You are quite wrong that the definitions in a bill are only a matter for parliament. They are a matter for the proper concern of the voters by whose consent parliament governs. The public at present want to know the effect of the intended legislation. The government on the one hand says that legislation will have certain effects, and on the other hand says that the definitions are in the hands of parliamentary counsel whose instructions are secret. This is not an exercise in open democracy. It is oppression by stealth. To say that you will "reform" the 2-in-a-bar rule and then plan to replace it with a "none-in-a-bar rule" could be called something even less complimentary. You cannot expect the people to trust a government to legislate in the public interest if the government will not be candid about the content of the legislation it intends to put forward.

It is even more remarkable that you speak of an intention to discuss with "stakeholders" (an odd choice of word, I think, for many are properly interested in this debate even if they hold no pecuniary or other specified type of stake) when you have refused to meet the English Folk Dance and Song Society, and when virtually the only government acknowledgment of folk music in the parliamentary debate to date has been the sort of sneer at such music that some might associate with the lowest form of slick spivvishness.

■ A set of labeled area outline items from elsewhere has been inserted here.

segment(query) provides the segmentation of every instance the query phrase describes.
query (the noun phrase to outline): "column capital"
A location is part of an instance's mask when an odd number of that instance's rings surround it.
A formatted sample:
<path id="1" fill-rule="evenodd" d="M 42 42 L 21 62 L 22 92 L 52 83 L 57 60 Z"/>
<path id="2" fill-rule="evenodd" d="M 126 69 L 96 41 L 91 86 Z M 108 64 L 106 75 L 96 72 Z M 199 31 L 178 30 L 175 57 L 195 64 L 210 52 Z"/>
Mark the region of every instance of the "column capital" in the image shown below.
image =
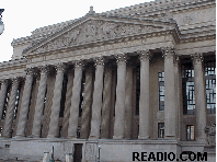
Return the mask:
<path id="1" fill-rule="evenodd" d="M 64 65 L 62 62 L 58 62 L 55 65 L 55 69 L 56 71 L 65 71 L 66 65 Z"/>
<path id="2" fill-rule="evenodd" d="M 18 85 L 19 82 L 20 82 L 20 79 L 18 77 L 12 79 L 12 84 L 13 85 Z"/>
<path id="3" fill-rule="evenodd" d="M 49 68 L 48 68 L 47 65 L 46 66 L 39 66 L 38 69 L 41 71 L 41 74 L 46 74 L 49 71 Z"/>
<path id="4" fill-rule="evenodd" d="M 180 63 L 180 56 L 175 55 L 175 58 L 174 58 L 174 66 L 178 67 Z"/>
<path id="5" fill-rule="evenodd" d="M 26 72 L 26 76 L 33 76 L 34 69 L 33 68 L 26 68 L 25 72 Z"/>
<path id="6" fill-rule="evenodd" d="M 8 79 L 1 79 L 0 80 L 1 85 L 7 85 L 9 83 Z"/>
<path id="7" fill-rule="evenodd" d="M 98 67 L 98 66 L 104 66 L 104 61 L 105 59 L 103 57 L 96 57 L 93 59 L 94 61 L 94 66 Z"/>
<path id="8" fill-rule="evenodd" d="M 126 54 L 117 54 L 117 55 L 115 55 L 115 58 L 116 58 L 117 63 L 125 63 L 126 65 L 126 61 L 127 61 L 127 55 Z"/>
<path id="9" fill-rule="evenodd" d="M 77 69 L 77 68 L 83 69 L 83 67 L 84 67 L 84 62 L 83 62 L 82 59 L 81 60 L 75 60 L 75 61 L 72 61 L 72 63 L 75 65 L 75 69 Z"/>
<path id="10" fill-rule="evenodd" d="M 137 54 L 139 55 L 140 61 L 149 61 L 152 57 L 152 54 L 149 49 L 137 51 Z"/>
<path id="11" fill-rule="evenodd" d="M 192 59 L 193 59 L 193 63 L 202 63 L 204 60 L 204 56 L 203 53 L 195 53 L 193 55 L 191 55 Z"/>
<path id="12" fill-rule="evenodd" d="M 175 59 L 175 48 L 174 47 L 161 47 L 162 57 Z"/>

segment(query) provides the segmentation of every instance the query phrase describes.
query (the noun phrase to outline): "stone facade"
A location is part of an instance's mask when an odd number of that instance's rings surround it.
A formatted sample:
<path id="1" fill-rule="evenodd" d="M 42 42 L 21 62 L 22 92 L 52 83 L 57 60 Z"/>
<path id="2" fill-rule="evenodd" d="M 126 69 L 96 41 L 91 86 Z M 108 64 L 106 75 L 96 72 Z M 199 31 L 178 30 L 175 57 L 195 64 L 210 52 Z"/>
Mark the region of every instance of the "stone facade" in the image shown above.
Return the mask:
<path id="1" fill-rule="evenodd" d="M 0 63 L 0 160 L 46 161 L 54 146 L 61 161 L 215 161 L 215 12 L 214 0 L 91 8 L 14 39 Z"/>

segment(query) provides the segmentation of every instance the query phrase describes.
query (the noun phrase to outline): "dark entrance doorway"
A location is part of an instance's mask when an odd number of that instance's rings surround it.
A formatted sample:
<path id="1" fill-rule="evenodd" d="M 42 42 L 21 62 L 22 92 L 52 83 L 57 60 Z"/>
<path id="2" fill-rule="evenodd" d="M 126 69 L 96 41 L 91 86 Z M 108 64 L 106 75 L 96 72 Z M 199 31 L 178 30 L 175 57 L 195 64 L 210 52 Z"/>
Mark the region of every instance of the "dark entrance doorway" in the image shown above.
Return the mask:
<path id="1" fill-rule="evenodd" d="M 82 160 L 82 143 L 76 143 L 73 144 L 75 151 L 73 151 L 73 162 L 81 162 Z"/>

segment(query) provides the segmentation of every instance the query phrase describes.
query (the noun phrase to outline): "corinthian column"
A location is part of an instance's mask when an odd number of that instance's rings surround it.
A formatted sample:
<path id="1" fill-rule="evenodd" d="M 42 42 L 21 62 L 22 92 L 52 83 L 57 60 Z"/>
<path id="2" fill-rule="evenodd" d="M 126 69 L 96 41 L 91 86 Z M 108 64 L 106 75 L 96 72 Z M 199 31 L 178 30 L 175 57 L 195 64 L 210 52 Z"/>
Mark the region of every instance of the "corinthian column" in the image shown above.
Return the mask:
<path id="1" fill-rule="evenodd" d="M 8 80 L 1 80 L 1 91 L 0 91 L 0 119 L 2 117 L 3 112 L 3 105 L 7 94 L 7 86 L 8 86 Z"/>
<path id="2" fill-rule="evenodd" d="M 195 113 L 196 113 L 196 140 L 205 142 L 206 135 L 206 96 L 203 71 L 203 54 L 192 55 L 194 63 L 194 92 L 195 92 Z"/>
<path id="3" fill-rule="evenodd" d="M 80 138 L 88 139 L 90 132 L 90 121 L 91 121 L 91 104 L 92 104 L 92 88 L 93 78 L 92 78 L 92 67 L 88 67 L 85 71 L 85 88 L 84 88 L 84 97 L 81 115 L 81 130 Z"/>
<path id="4" fill-rule="evenodd" d="M 105 69 L 102 120 L 101 120 L 101 138 L 108 139 L 111 124 L 111 100 L 112 100 L 112 69 Z"/>
<path id="5" fill-rule="evenodd" d="M 164 88 L 165 88 L 165 104 L 164 104 L 164 138 L 175 138 L 175 86 L 174 86 L 174 50 L 173 48 L 162 48 L 164 57 Z"/>
<path id="6" fill-rule="evenodd" d="M 25 85 L 21 103 L 21 112 L 19 116 L 19 124 L 16 129 L 16 137 L 24 137 L 26 118 L 28 113 L 30 97 L 33 84 L 33 70 L 26 69 Z"/>
<path id="7" fill-rule="evenodd" d="M 132 139 L 133 62 L 126 67 L 125 139 Z"/>
<path id="8" fill-rule="evenodd" d="M 15 78 L 12 80 L 11 96 L 9 101 L 9 106 L 7 108 L 7 114 L 3 125 L 3 137 L 11 137 L 10 131 L 12 128 L 18 88 L 19 88 L 19 80 Z"/>
<path id="9" fill-rule="evenodd" d="M 35 115 L 33 120 L 33 137 L 39 137 L 41 134 L 41 119 L 44 107 L 45 92 L 46 92 L 46 83 L 47 83 L 47 67 L 39 67 L 41 69 L 41 79 L 39 86 L 37 91 L 37 100 L 35 106 Z"/>
<path id="10" fill-rule="evenodd" d="M 82 67 L 83 63 L 81 61 L 75 62 L 75 78 L 73 78 L 73 88 L 72 88 L 72 97 L 71 97 L 70 117 L 69 117 L 68 138 L 77 138 Z"/>
<path id="11" fill-rule="evenodd" d="M 117 86 L 115 103 L 115 124 L 113 139 L 124 138 L 125 126 L 125 83 L 126 83 L 126 56 L 117 55 Z"/>
<path id="12" fill-rule="evenodd" d="M 98 139 L 100 138 L 104 59 L 100 57 L 96 58 L 94 61 L 95 61 L 95 82 L 94 82 L 94 92 L 93 92 L 90 138 Z"/>
<path id="13" fill-rule="evenodd" d="M 149 139 L 149 50 L 139 51 L 140 58 L 140 100 L 139 100 L 139 136 Z"/>
<path id="14" fill-rule="evenodd" d="M 61 89 L 62 89 L 65 66 L 64 63 L 58 63 L 55 68 L 57 70 L 57 76 L 56 76 L 55 88 L 54 88 L 52 114 L 50 114 L 50 119 L 49 119 L 49 131 L 48 131 L 47 138 L 57 137 L 58 123 L 59 123 L 59 111 L 60 111 Z"/>

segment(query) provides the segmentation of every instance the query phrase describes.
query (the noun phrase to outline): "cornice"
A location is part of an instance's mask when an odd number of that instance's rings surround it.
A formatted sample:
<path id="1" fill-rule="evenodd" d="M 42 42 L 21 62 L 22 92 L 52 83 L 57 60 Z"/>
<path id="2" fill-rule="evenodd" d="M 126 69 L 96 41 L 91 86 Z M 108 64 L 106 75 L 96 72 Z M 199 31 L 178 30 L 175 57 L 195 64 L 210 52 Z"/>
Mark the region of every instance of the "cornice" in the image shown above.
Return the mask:
<path id="1" fill-rule="evenodd" d="M 0 62 L 0 70 L 7 69 L 7 68 L 23 67 L 26 65 L 26 62 L 27 62 L 27 60 L 25 58 Z"/>
<path id="2" fill-rule="evenodd" d="M 70 20 L 66 22 L 61 22 L 58 24 L 54 25 L 48 25 L 44 27 L 36 28 L 35 31 L 32 32 L 31 36 L 26 37 L 21 37 L 18 39 L 13 39 L 11 43 L 12 46 L 16 45 L 22 45 L 26 43 L 32 43 L 37 44 L 42 39 L 46 39 L 50 35 L 54 35 L 55 33 L 59 33 L 67 26 L 71 26 L 75 23 L 78 23 L 81 21 L 83 18 L 87 16 L 92 16 L 92 15 L 98 15 L 98 16 L 106 16 L 106 18 L 128 18 L 130 19 L 147 19 L 151 20 L 151 15 L 159 15 L 161 18 L 157 18 L 158 20 L 163 22 L 163 20 L 168 20 L 168 13 L 172 12 L 185 12 L 185 10 L 194 10 L 198 8 L 210 8 L 210 5 L 215 5 L 216 2 L 215 0 L 197 0 L 197 1 L 180 1 L 180 0 L 158 0 L 158 1 L 151 1 L 151 2 L 145 2 L 132 7 L 126 7 L 126 8 L 121 8 L 121 9 L 115 9 L 111 10 L 107 12 L 102 12 L 102 13 L 88 13 L 82 18 L 76 19 L 76 20 Z M 168 13 L 167 13 L 168 12 Z M 163 15 L 162 15 L 163 14 Z M 142 18 L 146 16 L 146 18 Z M 165 18 L 163 18 L 165 16 Z"/>
<path id="3" fill-rule="evenodd" d="M 172 20 L 172 19 L 168 19 L 165 21 L 165 20 L 151 20 L 151 19 L 147 19 L 147 18 L 146 19 L 145 18 L 135 19 L 135 18 L 132 18 L 132 16 L 122 16 L 122 15 L 112 15 L 112 16 L 105 16 L 105 15 L 99 15 L 99 14 L 87 15 L 85 18 L 80 19 L 77 22 L 73 22 L 72 24 L 70 24 L 70 25 L 66 26 L 65 28 L 56 32 L 55 34 L 50 35 L 49 37 L 43 39 L 42 42 L 36 43 L 36 44 L 32 44 L 32 46 L 30 46 L 30 47 L 27 47 L 23 50 L 23 54 L 25 55 L 30 51 L 32 53 L 32 50 L 37 49 L 39 46 L 45 45 L 47 42 L 53 40 L 53 39 L 61 36 L 62 34 L 71 31 L 72 28 L 75 28 L 75 27 L 77 27 L 77 26 L 79 26 L 79 25 L 81 25 L 81 24 L 83 24 L 88 21 L 91 21 L 91 20 L 92 21 L 102 21 L 102 22 L 104 21 L 104 22 L 111 22 L 111 23 L 125 23 L 125 24 L 130 23 L 130 24 L 135 24 L 135 25 L 136 24 L 137 25 L 144 25 L 144 26 L 145 25 L 151 25 L 151 26 L 156 26 L 156 27 L 160 27 L 162 25 L 165 25 L 168 27 L 170 25 L 170 27 L 171 27 L 171 25 L 172 25 L 172 26 L 175 26 L 176 31 L 179 31 L 175 21 Z M 165 27 L 165 26 L 162 26 L 162 27 Z M 161 30 L 159 30 L 159 31 L 163 32 Z M 139 34 L 141 34 L 141 33 L 139 33 Z M 127 35 L 127 36 L 130 36 L 130 35 Z"/>

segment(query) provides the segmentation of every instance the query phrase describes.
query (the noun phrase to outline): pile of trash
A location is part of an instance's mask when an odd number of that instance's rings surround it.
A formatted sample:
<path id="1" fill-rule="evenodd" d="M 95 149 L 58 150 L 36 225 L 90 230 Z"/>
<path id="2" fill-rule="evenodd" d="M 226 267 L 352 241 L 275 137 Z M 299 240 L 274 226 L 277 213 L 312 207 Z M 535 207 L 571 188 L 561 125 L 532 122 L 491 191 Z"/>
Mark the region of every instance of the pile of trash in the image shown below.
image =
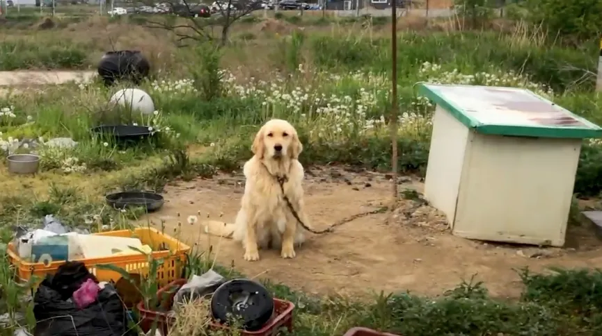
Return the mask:
<path id="1" fill-rule="evenodd" d="M 67 262 L 47 276 L 33 303 L 35 336 L 137 336 L 115 287 L 82 262 Z"/>
<path id="2" fill-rule="evenodd" d="M 152 252 L 151 247 L 138 238 L 90 235 L 81 230 L 68 232 L 52 215 L 45 217 L 44 224 L 44 228 L 17 235 L 14 246 L 22 260 L 49 264 L 53 261 Z"/>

You seem to wish to ignore the fact that the public have spoken, by deed and word, about the licensing of small music. Many have told you that they wanted to be more free to make folk music in pubs. You plan to make them less so. Those whose publicans did not pay for PELs, either because they were within an exemption, or because they wrongly thought they were within an exemption, or who did not care if they were within an exemption, or in practical terms were not the subject of enforcement (when the police so sensibly took the view that they had more important crimes to pursue than singing in bars) will all face an increase in the cost of their music if the proposed new law is enacted as at present intended, and if it is enforced.They will say that a politician's and a civil servant's idea of a modest fee is not theirs - and they will be influenced in this by the eagerness with which local government is fighting to be able to administer and charge for this new layer of bureaucracy. If fees are to be set centrally, and if you want us to be comforted by that, tell us at what level they are to be set. £500 for a PEL (if the pub did not already have one) would bankrupt most folk clubs. Indeed rather less would do so too.

It seems almost fit for the pen of Orwell or Huxley that the department of Culture is presiding over the introduction of legislation that will add licensing fees to and so repress folk music and dance - all the while pretending that a desire to avoid additional bureaucracy prevents the regulation of the antisocial and stifling prevalence of invasive and deafening big screen football or wrestling, or the noise level of juke boxes.

The only way that folk music and dance will be able to survive will be if they are free of the dead hand of local authority (or other) licensing. They should be prized and preserved, even encouraged and subsidised. Once they are extinct it will be too late to revive them.

There are many other follies in the present government position about licensing and folk music and dance, and I will be writing further both as part of the present discussion and for publication.

Foolish laws create disrespect for the law.